The Clementine Homilies by Unknown
Chapter XVIII.--The Nature of Revelation.
|Thus to me also was the Son revealed by the Father. Wherefore I know what is the meaning of revelation, having learned it in my own case. For at the very time when the Lord said, Who do they say that I am?' and when I heard one saying one thing of Him, and another another, it came into my heart to say (and I know not, therefore, how I said it), Thou art the Son of the living God.' But He, pronouncing me blessed, pointed out to me that it was the Father who had revealed it to me; and from this time I learned that revelation is knowledge gained without instruction, and without apparition and dreams. And this is indeed the case. For in the soul which has been placed in us by God, there is all the truth; but it is covered and revealed by the hand of God, who works so far as each one through his knowledge deserves. But the declaration of anything by means of apparitions and dreams from without is a proof, not that it comes from revelation, but from wrath.
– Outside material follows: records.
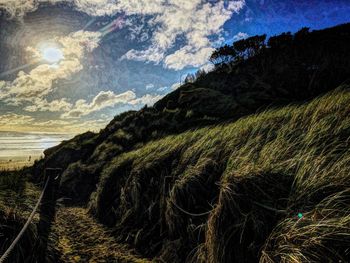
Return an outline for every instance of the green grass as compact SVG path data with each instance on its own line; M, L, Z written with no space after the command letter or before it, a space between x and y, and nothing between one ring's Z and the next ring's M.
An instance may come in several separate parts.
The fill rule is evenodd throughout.
M21 231L39 198L40 191L21 171L0 172L0 255ZM33 255L37 241L38 214L14 248L8 262L24 262Z
M105 166L90 211L164 261L344 261L349 105L344 85L150 142Z

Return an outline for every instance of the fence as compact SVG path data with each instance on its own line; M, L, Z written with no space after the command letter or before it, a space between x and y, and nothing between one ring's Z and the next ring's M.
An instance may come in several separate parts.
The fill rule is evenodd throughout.
M35 213L40 206L40 219L38 223L38 234L41 240L40 247L41 253L39 255L39 262L45 262L45 253L47 249L48 235L51 229L51 224L55 216L55 206L57 199L57 188L59 183L59 178L61 175L61 169L59 168L47 168L45 170L44 186L38 201L36 202L32 212L30 213L26 223L22 227L21 231L18 233L17 237L12 241L11 245L5 251L5 253L0 257L0 263L5 262L5 260L10 256L11 252L21 240L23 234L31 224L34 219Z

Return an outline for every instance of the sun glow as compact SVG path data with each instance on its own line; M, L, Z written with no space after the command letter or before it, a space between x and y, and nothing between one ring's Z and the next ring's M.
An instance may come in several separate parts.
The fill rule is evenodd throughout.
M57 63L64 58L63 52L55 47L44 48L41 52L41 56L49 63Z

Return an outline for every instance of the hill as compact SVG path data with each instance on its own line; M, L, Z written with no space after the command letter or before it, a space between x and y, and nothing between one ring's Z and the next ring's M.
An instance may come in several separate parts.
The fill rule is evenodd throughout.
M62 196L159 261L344 261L350 24L265 40L27 172L63 168Z

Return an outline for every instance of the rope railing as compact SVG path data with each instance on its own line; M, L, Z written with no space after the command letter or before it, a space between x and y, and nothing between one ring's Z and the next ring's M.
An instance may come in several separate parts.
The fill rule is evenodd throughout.
M8 249L5 251L5 253L0 257L0 263L5 262L6 258L10 255L10 253L12 252L12 250L15 248L15 246L17 245L17 243L19 242L19 240L21 239L21 237L23 236L24 232L27 230L28 226L30 225L30 223L33 221L35 213L37 212L39 205L43 199L46 187L49 183L49 179L50 177L48 176L46 178L46 182L44 185L43 190L41 191L41 194L39 196L38 201L36 202L33 211L31 212L30 216L27 219L27 222L24 224L24 226L22 227L21 231L18 233L17 237L12 241L11 245L8 247Z

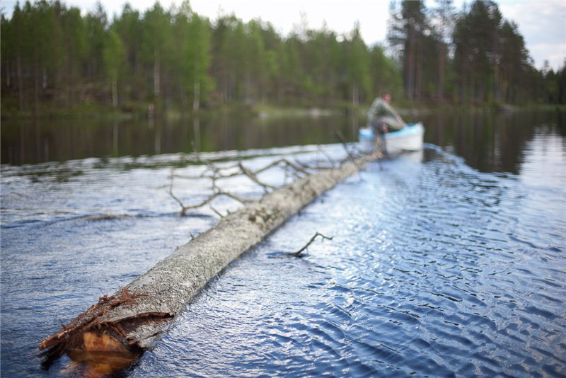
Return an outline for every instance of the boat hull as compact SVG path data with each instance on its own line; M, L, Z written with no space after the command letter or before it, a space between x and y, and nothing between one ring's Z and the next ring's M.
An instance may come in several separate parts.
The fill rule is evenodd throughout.
M424 127L422 122L412 123L398 131L382 135L383 151L388 154L399 154L408 151L422 149ZM375 148L375 135L369 127L359 130L359 147L364 152L371 152Z

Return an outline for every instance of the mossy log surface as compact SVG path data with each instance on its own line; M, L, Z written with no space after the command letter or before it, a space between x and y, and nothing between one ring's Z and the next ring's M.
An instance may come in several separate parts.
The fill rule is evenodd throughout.
M323 193L379 157L376 152L299 178L229 214L121 291L100 297L43 340L39 348L71 357L83 352L139 355L232 260Z

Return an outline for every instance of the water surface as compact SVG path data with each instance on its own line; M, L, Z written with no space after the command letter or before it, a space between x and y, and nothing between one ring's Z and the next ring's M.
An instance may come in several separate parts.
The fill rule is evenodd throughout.
M122 375L565 374L563 118L429 117L422 154L371 164L307 207ZM325 159L312 144L205 156L250 168ZM190 154L147 151L2 166L3 375L80 374L67 357L42 370L37 343L209 228L214 210L240 206L219 198L178 217L171 173L202 169ZM246 179L224 185L262 193ZM211 193L181 177L173 190L186 203ZM288 257L316 231L333 240Z

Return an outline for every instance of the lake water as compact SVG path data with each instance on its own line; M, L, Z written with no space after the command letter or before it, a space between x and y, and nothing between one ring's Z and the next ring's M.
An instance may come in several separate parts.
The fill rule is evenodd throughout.
M412 118L427 129L422 154L371 164L321 196L231 264L120 375L566 374L564 113ZM219 198L178 215L172 172L184 202L211 193L180 177L202 169L191 142L219 164L259 168L343 157L335 130L351 139L359 124L3 122L2 375L81 374L66 357L42 367L39 341L214 224L215 210L241 206ZM223 185L262 193L244 178ZM333 239L288 257L316 231Z

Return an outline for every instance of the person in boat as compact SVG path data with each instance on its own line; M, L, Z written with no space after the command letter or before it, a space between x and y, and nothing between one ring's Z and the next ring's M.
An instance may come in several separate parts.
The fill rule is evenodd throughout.
M383 93L374 100L367 112L367 122L375 132L383 134L397 131L405 127L407 124L399 113L389 105L391 95Z

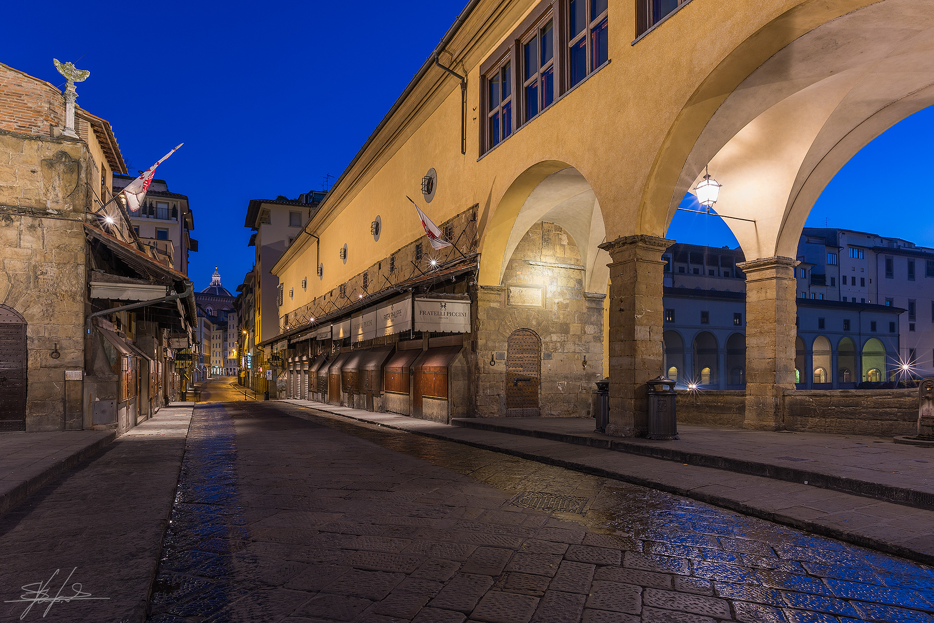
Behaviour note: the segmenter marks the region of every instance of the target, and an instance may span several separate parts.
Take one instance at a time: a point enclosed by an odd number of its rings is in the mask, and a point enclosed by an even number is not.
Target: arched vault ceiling
[[[513,251],[526,233],[537,222],[553,222],[563,227],[574,239],[587,267],[585,290],[605,292],[609,278],[609,254],[598,248],[606,238],[603,217],[593,189],[576,169],[568,167],[545,177],[535,187],[519,209],[513,224],[500,269],[502,273]]]
[[[780,50],[724,101],[695,143],[668,208],[709,163],[719,214],[746,258],[795,257],[824,187],[867,143],[934,104],[934,3],[882,0]],[[867,172],[870,177],[871,172]]]

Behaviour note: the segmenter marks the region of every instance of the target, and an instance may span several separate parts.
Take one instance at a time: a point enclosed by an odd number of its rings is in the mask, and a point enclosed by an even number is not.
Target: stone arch
[[[719,350],[716,337],[702,331],[694,337],[694,381],[698,385],[717,385]]]
[[[484,231],[480,283],[502,283],[513,252],[529,230],[539,222],[559,225],[574,239],[585,267],[584,291],[605,293],[610,256],[600,248],[606,242],[600,203],[584,176],[559,161],[534,164],[503,193]]]
[[[681,384],[686,380],[686,370],[685,369],[685,340],[681,333],[669,330],[662,334],[665,343],[665,359],[662,370],[664,375],[672,380]],[[672,371],[674,371],[673,376]]]
[[[811,380],[814,383],[833,383],[831,374],[832,353],[830,340],[823,335],[814,338],[811,346],[813,364],[811,366]],[[820,380],[818,380],[820,379]]]

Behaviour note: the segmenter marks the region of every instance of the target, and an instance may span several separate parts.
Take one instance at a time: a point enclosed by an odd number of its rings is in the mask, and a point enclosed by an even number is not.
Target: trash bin
[[[647,383],[649,407],[646,436],[649,439],[678,438],[678,418],[675,411],[678,394],[674,391],[676,382],[665,376],[658,376]]]
[[[594,432],[606,432],[610,421],[610,379],[597,381],[597,428]]]

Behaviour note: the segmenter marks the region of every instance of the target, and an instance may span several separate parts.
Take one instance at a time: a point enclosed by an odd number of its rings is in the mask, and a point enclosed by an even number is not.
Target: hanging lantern
[[[694,192],[697,194],[698,202],[701,205],[707,206],[708,212],[711,205],[716,203],[717,197],[720,195],[720,184],[717,184],[716,180],[710,177],[710,172],[707,171],[707,167],[704,167],[703,179],[694,187]]]

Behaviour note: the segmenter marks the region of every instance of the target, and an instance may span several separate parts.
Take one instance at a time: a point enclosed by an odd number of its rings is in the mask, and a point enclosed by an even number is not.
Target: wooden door
[[[538,403],[542,377],[542,340],[530,329],[519,329],[506,346],[506,416],[540,416]]]
[[[0,432],[26,430],[26,320],[0,305]]]

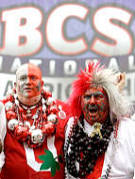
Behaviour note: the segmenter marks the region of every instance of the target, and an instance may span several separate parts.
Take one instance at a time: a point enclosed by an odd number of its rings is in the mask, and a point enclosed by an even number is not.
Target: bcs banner
[[[44,58],[134,52],[134,0],[1,0],[0,54]]]
[[[45,88],[53,92],[55,98],[66,100],[70,94],[71,83],[75,76],[90,60],[100,60],[108,68],[126,72],[124,92],[130,101],[135,102],[135,56],[117,56],[111,58],[91,59],[45,59],[0,56],[0,98],[13,87],[16,69],[23,63],[38,65],[43,73]],[[109,78],[109,77],[108,77]]]

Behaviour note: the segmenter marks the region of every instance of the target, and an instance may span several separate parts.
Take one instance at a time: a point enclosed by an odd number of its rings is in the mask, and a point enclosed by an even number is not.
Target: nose
[[[26,84],[30,84],[30,78],[29,77],[26,78]]]
[[[95,97],[94,97],[94,95],[92,95],[91,98],[90,98],[90,104],[95,104]]]

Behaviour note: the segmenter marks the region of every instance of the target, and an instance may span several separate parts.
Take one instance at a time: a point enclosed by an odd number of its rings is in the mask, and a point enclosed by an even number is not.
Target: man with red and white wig
[[[1,179],[64,179],[66,116],[43,85],[39,67],[23,64],[0,105]]]
[[[66,179],[133,179],[135,122],[119,73],[90,62],[73,82],[65,142]]]

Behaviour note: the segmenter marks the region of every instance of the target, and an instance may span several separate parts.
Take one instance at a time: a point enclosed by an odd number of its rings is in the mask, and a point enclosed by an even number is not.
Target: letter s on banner
[[[133,37],[126,28],[120,27],[116,21],[128,26],[132,16],[131,11],[119,7],[106,6],[97,9],[93,17],[94,29],[104,39],[108,38],[113,42],[108,43],[95,37],[91,50],[103,56],[130,54],[133,49]]]

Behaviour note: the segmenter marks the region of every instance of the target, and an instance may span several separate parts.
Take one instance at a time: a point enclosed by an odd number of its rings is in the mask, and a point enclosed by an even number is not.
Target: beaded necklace
[[[33,106],[22,104],[14,93],[5,100],[5,109],[9,132],[31,148],[41,146],[47,136],[55,133],[57,120],[66,117],[62,107],[46,91]]]
[[[65,147],[67,172],[75,178],[86,178],[93,171],[96,160],[105,153],[113,131],[108,117],[101,126],[101,133],[88,136],[83,127],[83,118],[83,115],[80,116],[81,125],[78,122],[73,125]]]

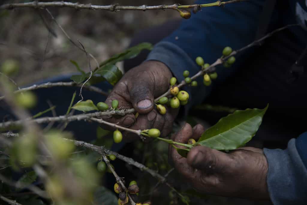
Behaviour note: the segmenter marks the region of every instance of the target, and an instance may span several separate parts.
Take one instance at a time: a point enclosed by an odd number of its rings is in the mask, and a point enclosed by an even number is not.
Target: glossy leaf
[[[237,110],[221,118],[203,133],[195,144],[219,150],[236,149],[251,139],[258,130],[268,107]]]
[[[98,108],[94,104],[93,101],[91,100],[88,100],[85,101],[81,101],[77,103],[72,106],[72,108],[84,112],[87,112],[92,110],[98,110]]]

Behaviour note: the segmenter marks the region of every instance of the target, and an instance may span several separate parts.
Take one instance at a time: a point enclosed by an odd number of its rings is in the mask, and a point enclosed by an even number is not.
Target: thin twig
[[[208,6],[220,6],[228,3],[243,1],[244,0],[232,0],[226,2],[217,1],[213,3],[191,5],[178,5],[175,4],[172,5],[160,5],[148,6],[142,5],[141,6],[121,6],[119,4],[108,5],[92,5],[91,4],[80,4],[78,2],[72,3],[66,2],[38,2],[36,1],[26,3],[9,3],[3,4],[0,6],[0,9],[12,9],[17,8],[32,7],[36,9],[43,9],[47,7],[68,7],[76,9],[89,9],[91,10],[106,10],[110,11],[118,11],[122,10],[132,10],[146,11],[147,10],[165,10],[178,9],[188,9],[196,7],[200,8]]]

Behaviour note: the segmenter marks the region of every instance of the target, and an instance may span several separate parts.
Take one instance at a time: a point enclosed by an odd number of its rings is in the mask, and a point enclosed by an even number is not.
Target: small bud
[[[180,101],[176,97],[174,97],[171,100],[171,107],[173,108],[177,108],[180,106]]]
[[[112,101],[112,107],[114,109],[117,109],[118,107],[118,101],[113,100]]]
[[[204,59],[200,56],[198,56],[196,58],[196,59],[195,59],[195,61],[196,61],[196,63],[198,65],[202,66],[204,65]]]
[[[185,82],[187,83],[189,83],[191,82],[191,81],[192,81],[192,79],[191,79],[190,77],[188,77],[185,78]]]
[[[130,194],[135,194],[138,193],[140,189],[136,184],[132,184],[128,187],[128,191]]]
[[[192,86],[193,87],[196,87],[197,86],[197,81],[192,81],[192,82],[191,83],[191,86]]]
[[[188,140],[188,144],[194,144],[196,143],[196,141],[195,140],[192,138],[189,139]]]
[[[232,52],[232,49],[229,46],[227,46],[225,47],[223,49],[222,53],[223,56],[227,56],[230,54]]]
[[[177,86],[171,88],[169,90],[169,92],[170,92],[171,94],[173,95],[177,95],[178,94],[178,93],[179,92],[179,89]]]
[[[116,194],[119,194],[122,191],[122,187],[120,184],[115,183],[114,187],[114,191]]]
[[[152,137],[158,137],[160,134],[160,131],[156,128],[152,128],[148,131],[148,135]]]
[[[190,72],[189,72],[188,70],[185,70],[183,71],[183,77],[186,77],[189,76],[190,75]]]
[[[168,101],[168,99],[167,99]],[[161,104],[158,104],[157,105],[157,109],[161,115],[164,115],[166,113],[166,109],[165,107]]]
[[[191,13],[189,11],[186,9],[184,9],[182,10],[178,10],[179,13],[180,13],[180,16],[181,17],[186,19],[190,18],[191,17]]]
[[[189,93],[184,90],[181,90],[177,95],[177,97],[181,101],[187,101],[188,100],[189,97]]]
[[[173,77],[169,80],[169,83],[172,86],[176,84],[176,82],[177,82],[177,79],[175,77]]]
[[[114,142],[119,143],[122,140],[122,135],[120,131],[118,130],[116,130],[113,132],[113,140]]]

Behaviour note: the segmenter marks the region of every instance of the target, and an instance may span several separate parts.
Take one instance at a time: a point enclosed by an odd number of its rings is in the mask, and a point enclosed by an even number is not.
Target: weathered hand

Finally, then, it is written in the law, that God, being angry, said to Aaron and Miriam, If a prophet arise from amongst you, I shall make myself known to him through visions and dreams, but not so as to my servant Moses; because I shall speak to him in an outward appearance, and not through dreams, just as one will speak to his own friend.' You see how the statements of wrath are made through visions and dreams, but the statements to a friend are made face to face, in outward appearance, and not through riddles and visions and dreams, as to an enemy.